SAG-AFTRA president Gabrielle Carteris says the union has the strong support of its members as it prepares to begin negotiations for a new film and TV contract.
“We are approaching negotiations on our TV/Theatrical contracts,” she said in the latest issue of the union’s magazine. “When we sit down to bargain with representatives of the major motion picture and television networks and studios, we will do so with a strategic and informed proposal package. It is important to know that thousands of members helped develop these proposals in wages and working conditions meetings across the country. I also heard from members on sets, in membership meetings and in get-togethers in many of our locals. Issues of the greatest concern were raised and helped define the package that we will put forth as a union.”
Carteris didn’t reveal, however, what those issues of “greatest concern” are, but a knowledgeable source tells Deadline they include many of the same issues tackled by the DGA and the WGA in their recent contract talks, including higher pay rates for new media, options and exclusivity issues that hold actors to future deals, and increased residuals from high-budget SVOD shows.

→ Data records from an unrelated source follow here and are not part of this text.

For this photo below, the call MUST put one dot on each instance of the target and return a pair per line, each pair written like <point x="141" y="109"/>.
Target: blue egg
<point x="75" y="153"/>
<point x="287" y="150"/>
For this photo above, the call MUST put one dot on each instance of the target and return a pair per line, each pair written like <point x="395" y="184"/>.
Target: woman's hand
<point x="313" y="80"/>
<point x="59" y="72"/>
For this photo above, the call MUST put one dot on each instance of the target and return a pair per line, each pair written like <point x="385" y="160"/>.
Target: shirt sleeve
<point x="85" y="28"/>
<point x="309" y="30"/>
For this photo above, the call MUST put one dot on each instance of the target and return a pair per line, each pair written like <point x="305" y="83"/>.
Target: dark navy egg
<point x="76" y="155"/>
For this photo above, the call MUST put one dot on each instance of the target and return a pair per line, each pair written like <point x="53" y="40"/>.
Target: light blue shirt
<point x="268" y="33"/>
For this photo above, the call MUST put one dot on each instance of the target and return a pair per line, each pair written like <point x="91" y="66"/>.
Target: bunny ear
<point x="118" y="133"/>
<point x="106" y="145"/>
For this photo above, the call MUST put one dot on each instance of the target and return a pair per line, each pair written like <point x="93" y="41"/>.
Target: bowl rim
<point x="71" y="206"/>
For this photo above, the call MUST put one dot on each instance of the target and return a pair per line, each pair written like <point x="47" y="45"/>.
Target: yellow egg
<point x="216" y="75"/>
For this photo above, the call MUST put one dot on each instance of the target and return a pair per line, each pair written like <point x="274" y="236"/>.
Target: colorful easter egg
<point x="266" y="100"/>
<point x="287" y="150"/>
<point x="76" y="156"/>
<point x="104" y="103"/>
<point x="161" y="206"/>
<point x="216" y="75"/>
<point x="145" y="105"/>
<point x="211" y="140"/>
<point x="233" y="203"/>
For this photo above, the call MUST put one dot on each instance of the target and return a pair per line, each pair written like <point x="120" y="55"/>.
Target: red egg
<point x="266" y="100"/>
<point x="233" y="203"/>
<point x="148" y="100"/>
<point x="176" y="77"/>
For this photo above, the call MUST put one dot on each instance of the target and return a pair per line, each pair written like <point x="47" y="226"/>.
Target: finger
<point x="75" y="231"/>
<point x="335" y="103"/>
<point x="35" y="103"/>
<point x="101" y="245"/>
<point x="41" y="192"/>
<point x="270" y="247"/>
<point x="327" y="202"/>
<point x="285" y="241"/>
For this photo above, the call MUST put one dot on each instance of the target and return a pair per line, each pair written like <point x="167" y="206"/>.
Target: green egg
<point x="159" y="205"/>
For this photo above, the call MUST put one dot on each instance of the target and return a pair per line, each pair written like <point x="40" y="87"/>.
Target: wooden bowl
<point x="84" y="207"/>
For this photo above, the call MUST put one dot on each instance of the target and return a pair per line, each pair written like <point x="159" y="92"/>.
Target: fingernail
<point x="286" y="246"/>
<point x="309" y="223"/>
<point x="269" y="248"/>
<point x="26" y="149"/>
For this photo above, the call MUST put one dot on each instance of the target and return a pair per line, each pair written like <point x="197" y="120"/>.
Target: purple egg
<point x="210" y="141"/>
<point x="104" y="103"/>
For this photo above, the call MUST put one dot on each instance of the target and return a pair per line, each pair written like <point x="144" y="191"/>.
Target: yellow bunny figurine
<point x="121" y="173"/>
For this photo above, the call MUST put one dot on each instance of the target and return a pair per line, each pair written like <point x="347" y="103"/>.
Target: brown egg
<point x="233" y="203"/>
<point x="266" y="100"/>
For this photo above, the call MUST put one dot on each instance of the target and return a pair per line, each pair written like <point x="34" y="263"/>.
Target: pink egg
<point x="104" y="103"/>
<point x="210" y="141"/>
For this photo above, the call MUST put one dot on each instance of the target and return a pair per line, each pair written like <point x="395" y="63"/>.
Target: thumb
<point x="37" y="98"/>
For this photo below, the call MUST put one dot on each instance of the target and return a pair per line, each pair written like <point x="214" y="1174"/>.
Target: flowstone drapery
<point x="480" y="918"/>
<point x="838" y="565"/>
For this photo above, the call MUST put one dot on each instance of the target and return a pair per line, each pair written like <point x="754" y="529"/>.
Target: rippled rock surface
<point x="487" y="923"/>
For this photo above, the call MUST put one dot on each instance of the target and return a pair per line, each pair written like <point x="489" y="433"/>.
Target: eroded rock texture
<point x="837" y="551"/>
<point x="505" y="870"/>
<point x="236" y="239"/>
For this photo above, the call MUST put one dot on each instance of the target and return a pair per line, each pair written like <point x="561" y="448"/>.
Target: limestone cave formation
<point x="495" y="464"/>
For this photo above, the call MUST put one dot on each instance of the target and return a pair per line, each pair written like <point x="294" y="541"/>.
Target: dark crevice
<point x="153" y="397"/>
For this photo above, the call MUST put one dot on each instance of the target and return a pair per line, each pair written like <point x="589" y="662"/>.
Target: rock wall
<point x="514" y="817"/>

“When we step into the negotiating room in the coming days,” she wrote, “it will be with a strong, experienced negotiating committee; our extraordinary national executive director and chief negotiator, David White; and a unanimous approval of the proposed package from our national board of directors.”
With A New WGA Contract In Place, Now It's SAG-AFTRA's Turn To Deal
In his message to SAG-AFTRA’s members, White said the union must remain “keenly focused on the challenge of disruptive transformation to business models” and “remain focused on what matters most: our members, who strive to make a living during this era of unprecedented change. We will be single-minded in this focus as we commence our upcoming TV/Theatrical negotiations.”
The current contract expires on June 30, and the negotiations with the Alliance of Motion Picture and Television Producers could begin any day.